While modern European populations derive most of their ancestry from three major sources: Western hunter-gatherers, Early European Farmers, and Western Steppe Herders (Yamnaya), this three-way model is insufficient to explain the ethnogenesis of populations from north-eastern Europe such as Russians, Estonians, Finns, Mordovians, Komi, Saami, Udmurts and Mari. Russians carry an additional Nganasan-related genetic component and increased allele sharing with modern East Asians. The Yamnaya-like contribution is estimated at around 50%, the Neolithic Farmers contribution at around 26%, the WHG contribution at around 12%, and the Siberian/Nganasan-like contribution at around 11%. A study by Wang et al. argued that the levels of "Siberian" ancestry among Europeans may be linked to the diffusion of paternal haplogroup N-M231.
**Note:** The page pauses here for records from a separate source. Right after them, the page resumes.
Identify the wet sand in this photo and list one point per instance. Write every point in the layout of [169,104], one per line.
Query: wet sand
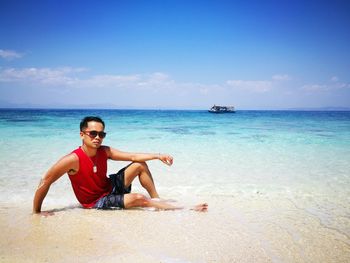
[251,228]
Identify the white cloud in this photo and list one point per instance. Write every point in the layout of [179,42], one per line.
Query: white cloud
[334,79]
[259,86]
[332,86]
[69,77]
[9,54]
[280,77]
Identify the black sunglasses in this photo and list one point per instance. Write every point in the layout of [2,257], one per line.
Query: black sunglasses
[93,134]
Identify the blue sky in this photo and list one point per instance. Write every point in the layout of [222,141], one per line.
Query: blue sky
[175,54]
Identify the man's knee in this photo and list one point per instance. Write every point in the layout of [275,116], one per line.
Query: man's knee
[138,200]
[141,166]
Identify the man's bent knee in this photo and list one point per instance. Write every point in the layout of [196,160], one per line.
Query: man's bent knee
[135,200]
[141,166]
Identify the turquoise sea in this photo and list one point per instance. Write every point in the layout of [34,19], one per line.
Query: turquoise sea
[301,158]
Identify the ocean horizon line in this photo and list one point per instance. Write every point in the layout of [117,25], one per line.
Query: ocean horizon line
[174,108]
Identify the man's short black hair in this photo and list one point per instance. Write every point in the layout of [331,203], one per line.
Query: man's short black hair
[84,122]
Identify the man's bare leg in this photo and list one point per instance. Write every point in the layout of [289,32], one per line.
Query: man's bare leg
[141,170]
[139,200]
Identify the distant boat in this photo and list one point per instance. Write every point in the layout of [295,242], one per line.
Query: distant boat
[222,109]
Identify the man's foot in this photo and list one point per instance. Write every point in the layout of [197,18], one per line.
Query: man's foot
[201,207]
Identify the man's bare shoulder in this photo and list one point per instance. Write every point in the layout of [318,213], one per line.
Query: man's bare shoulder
[70,162]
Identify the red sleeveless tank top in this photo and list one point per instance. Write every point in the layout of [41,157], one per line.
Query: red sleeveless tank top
[88,184]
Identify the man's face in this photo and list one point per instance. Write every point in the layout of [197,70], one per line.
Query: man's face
[93,136]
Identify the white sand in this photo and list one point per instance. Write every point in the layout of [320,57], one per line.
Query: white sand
[235,229]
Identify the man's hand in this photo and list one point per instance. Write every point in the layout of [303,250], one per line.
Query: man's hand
[167,159]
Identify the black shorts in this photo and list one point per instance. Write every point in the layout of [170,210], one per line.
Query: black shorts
[116,198]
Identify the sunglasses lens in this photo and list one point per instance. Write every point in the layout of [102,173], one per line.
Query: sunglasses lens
[102,134]
[93,134]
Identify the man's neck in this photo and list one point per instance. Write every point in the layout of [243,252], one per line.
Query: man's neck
[89,151]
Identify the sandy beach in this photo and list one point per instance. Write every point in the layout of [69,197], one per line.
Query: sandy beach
[235,229]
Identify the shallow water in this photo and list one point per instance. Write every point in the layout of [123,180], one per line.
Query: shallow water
[279,179]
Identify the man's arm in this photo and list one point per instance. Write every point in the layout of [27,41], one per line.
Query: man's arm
[66,164]
[117,155]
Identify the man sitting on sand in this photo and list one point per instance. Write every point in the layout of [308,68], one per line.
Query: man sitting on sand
[87,170]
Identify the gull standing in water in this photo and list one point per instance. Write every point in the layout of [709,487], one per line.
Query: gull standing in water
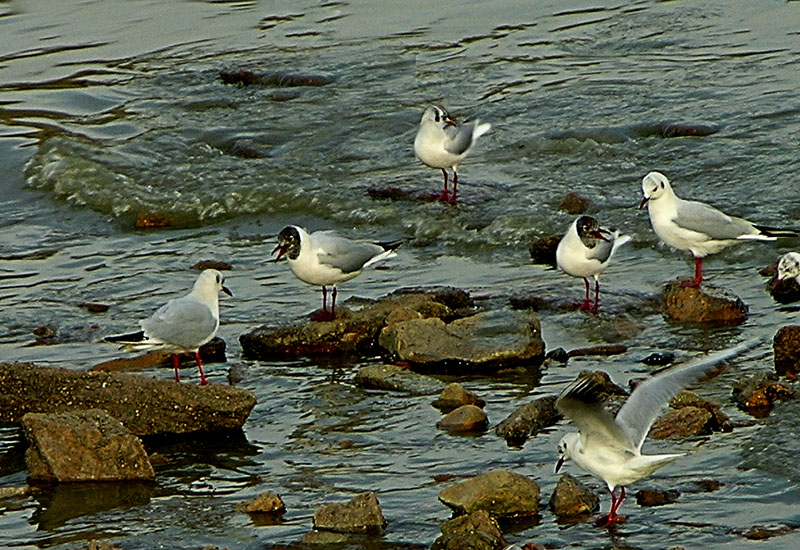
[183,324]
[696,226]
[585,251]
[442,143]
[323,258]
[610,448]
Another QpAdm run by Peltola et al. 2023 estimated each 42%, 47%, and 46% Yamnaya-like contributions; 28%, 33%, and 36% Neolithic Farmers contributions; 16%, 13%, and 14% WHG-like contributions; and 14%, 7%, and 4% Siberian/Nganasan-like contributions for Northern, Central, and Southern Russians respectively. In this regard, Northern Russians are roughly comparable to Finns, Central Russians to Estonians, and Southern Russians to other Slavic populations such as Belarusians and Ukrainians.

=== Historical context ===

Slavic tribes in the 7th to 9th century

Historical Russians formed primarily from early Slavic peoples, who came into contact with Uralic-speaking groups. Subsequently historical Russians expanded further eastwards, coming into contact with various other groups of Central Asia and Siberia. Later geneflow between minority groups and Russians contributed to the genetic diversity across Russia.